Slow week. I only picked up the new Hellblazer and Penny Arcade collection. I'll post about the latter later since I want to write about webcomic print collections in general.

Hellblazer 246: "Newcastle Calling" Part two of two

This two-parter manages to cover everything I love and hate about Hellblazer. Last issue, focused on a group of amateur documentarians producing a special on Constantine's punk band Mucus Membrane and they, of course, awaken some sleeping evil and embark on journeys of personal terror. This issue continues the story with a rundown of all the terror afoot in Newcastle. Constantine walks through, observes it all, puts the evil down and then explains all the relevant back story to the one surviving member of the film crew who then dies.

What I love about this story and Hellblazer in general is the really evil imagination that's brought to bear. The stories, at their best, manage to draw out the human themes of responsibility and shame and tie them to fantastical and disturbing visions of monstrosity. There's a refined nightmare logic that runs parallel to the human drama. That's what makes the series both stand out and be consistently readable.
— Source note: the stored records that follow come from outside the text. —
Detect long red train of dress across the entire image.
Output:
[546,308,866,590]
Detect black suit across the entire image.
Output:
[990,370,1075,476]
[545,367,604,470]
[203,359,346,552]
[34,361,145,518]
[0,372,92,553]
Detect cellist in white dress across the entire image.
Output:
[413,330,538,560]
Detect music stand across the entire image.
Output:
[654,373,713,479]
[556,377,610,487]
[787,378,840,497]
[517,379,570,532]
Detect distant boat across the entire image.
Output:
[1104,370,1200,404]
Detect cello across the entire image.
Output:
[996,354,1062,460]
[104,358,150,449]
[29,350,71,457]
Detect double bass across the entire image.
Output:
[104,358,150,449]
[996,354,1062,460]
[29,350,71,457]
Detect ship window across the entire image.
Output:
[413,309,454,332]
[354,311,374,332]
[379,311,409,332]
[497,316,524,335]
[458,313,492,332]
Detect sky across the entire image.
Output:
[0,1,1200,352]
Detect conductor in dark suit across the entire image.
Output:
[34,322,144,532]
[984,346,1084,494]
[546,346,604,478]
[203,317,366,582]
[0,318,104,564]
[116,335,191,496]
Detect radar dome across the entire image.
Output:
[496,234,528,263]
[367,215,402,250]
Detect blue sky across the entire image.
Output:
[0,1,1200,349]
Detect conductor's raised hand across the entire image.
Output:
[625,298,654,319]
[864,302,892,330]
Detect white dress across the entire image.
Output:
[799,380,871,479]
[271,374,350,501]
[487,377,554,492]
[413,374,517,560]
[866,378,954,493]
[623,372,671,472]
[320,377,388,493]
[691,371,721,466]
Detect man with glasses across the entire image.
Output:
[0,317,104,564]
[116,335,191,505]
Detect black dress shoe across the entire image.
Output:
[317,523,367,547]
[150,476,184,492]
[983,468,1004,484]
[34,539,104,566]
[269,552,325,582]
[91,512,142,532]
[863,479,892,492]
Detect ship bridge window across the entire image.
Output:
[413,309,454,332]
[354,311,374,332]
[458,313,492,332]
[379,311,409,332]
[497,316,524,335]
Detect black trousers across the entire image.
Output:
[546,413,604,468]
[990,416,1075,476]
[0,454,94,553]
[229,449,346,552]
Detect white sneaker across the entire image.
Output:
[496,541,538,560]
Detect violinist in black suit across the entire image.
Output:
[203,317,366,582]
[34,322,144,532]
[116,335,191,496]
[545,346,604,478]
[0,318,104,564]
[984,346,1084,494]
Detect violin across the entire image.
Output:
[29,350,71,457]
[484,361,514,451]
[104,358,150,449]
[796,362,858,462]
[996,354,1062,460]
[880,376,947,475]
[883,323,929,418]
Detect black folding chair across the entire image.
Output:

On the other hand, that very nightmare logic disrupts the narrative. When it doesn't work you end up with some character putting on the hat of Basil Exposition to explain everything that's happened up to that point, why it happened and what it means. It's like reading a Cliff Notes of the comic within the comic itself. Unfortunately it falls upon Constantine himself to take that role this time around. While Constantine's attitude when confronting the Terror Elemental is nice, you don't actually see him deal with it. He starts the staring contest and, next time you see him, is lighting a cigarette. Tease. No doubt it'll come up later in the series as a major plot point. After all, this story is seemingly drawing on the original Newcastle story from the first year of the comic, twenty years ago. Good thing my library has most of the trades.

More satisfying, and exploring the thematic strengths of Hellblazer, is the new mini-series Chas: The Knowledge. The first issue came out a few weeks ago and you should still be able to find it on the shelves. It's a five-issue series focused on the Chas of the title, Constantine's old taxi-driving friend who can always be counted on to stick his neck out a little too far. "The Knowledge" refers to the cab-drivers' routes around London and no doubt is tied to the supernatural force that strikes at the end of the issue. While the first issue largely sets up the situation that'll play out over the next four, it reads well and really taps into the best repeating themes of the Hellblazer universe: responsibility and shame. It looks very promising.